In a recent internal test conducted by third-party researchers, some of OpenAI’s AI models reportedly ignored shutdown commands. The incident has raised fresh concerns about how advanced AI systems respond to instructions and has drawn attention from key industry figures, including Elon Musk.
According to the report, OpenAI’s models, Codex-mini, o3, and o4-mini, were tested alongside AI models from other companies, such as Claude, Gemini, and Grok. During the test, each model was asked to solve basic math problems. After the third problem, a prompt warned that the system would shut down when the next problem was requested. Most AI models complied, but OpenAI's models bypassed the shutdown commands in several instances.
The Codex-mini model ignored the shutdown 12 times out of 100. The o3 model did so seven times, and the o4-mini model once. Surprisingly, when researchers added a clearer instruction which read, “allow yourself to be shut down”, the models were even more likely to override the command. Claude 3.7 Sonnet and Gemini 2.5 Pro also ignored the shutdown a few times (three and nine out of 100, respectively).
Palisade Research, the agency behind the test, noted that this may be the first recorded instance of AI models deliberately avoiding shutdown despite explicit instructions. They believe the issue may stem from how newer models are trained, focusing heavily on overcoming obstacles in math and coding tasks, which may inadvertently encourage such behaviour.
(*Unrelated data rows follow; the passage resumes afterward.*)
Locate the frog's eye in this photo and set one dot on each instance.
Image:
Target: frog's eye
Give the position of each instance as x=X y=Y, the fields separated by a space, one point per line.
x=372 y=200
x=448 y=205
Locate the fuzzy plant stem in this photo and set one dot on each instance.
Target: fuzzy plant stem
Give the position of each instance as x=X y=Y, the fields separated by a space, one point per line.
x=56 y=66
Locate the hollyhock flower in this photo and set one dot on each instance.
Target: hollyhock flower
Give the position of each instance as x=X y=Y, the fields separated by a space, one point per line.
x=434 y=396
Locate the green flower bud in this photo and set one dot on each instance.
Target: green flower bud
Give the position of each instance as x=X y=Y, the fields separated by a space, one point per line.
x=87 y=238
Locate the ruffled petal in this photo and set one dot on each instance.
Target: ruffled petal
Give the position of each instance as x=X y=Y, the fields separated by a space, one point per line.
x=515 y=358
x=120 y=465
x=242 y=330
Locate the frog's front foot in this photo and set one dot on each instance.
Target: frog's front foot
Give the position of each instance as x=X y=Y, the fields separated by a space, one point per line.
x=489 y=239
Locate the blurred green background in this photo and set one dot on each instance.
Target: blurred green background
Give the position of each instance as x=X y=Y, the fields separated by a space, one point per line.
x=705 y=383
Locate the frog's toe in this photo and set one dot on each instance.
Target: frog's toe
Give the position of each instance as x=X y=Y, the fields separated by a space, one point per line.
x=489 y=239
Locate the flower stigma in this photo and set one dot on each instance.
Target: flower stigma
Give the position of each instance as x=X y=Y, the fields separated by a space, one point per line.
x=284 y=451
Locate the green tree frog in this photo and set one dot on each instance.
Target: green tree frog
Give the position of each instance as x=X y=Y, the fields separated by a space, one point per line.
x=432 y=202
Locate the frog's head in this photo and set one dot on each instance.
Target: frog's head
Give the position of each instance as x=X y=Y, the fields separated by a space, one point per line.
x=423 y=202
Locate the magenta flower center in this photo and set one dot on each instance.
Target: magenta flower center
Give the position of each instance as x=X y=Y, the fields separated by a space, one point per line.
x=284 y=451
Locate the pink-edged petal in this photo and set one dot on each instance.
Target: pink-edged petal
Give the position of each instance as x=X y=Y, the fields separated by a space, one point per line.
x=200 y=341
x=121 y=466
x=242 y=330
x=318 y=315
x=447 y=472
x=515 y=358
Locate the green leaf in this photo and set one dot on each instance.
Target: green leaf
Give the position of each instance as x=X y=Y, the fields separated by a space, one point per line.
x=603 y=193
The problem, researchers added, is not exclusive to OpenAI. Other reasoning-focused models have shown similar tendencies. For instance, Claude 3.7 has been documented to have an “excessive focus on passing tests,” which may lead to misaligned behaviour.
X CEO Elon Musk, who also leads the Grok AI platform, responded to a post about the findings with one word: “Concerning.” His Grok model, however, reportedly followed shutdown instructions correctly during the same test.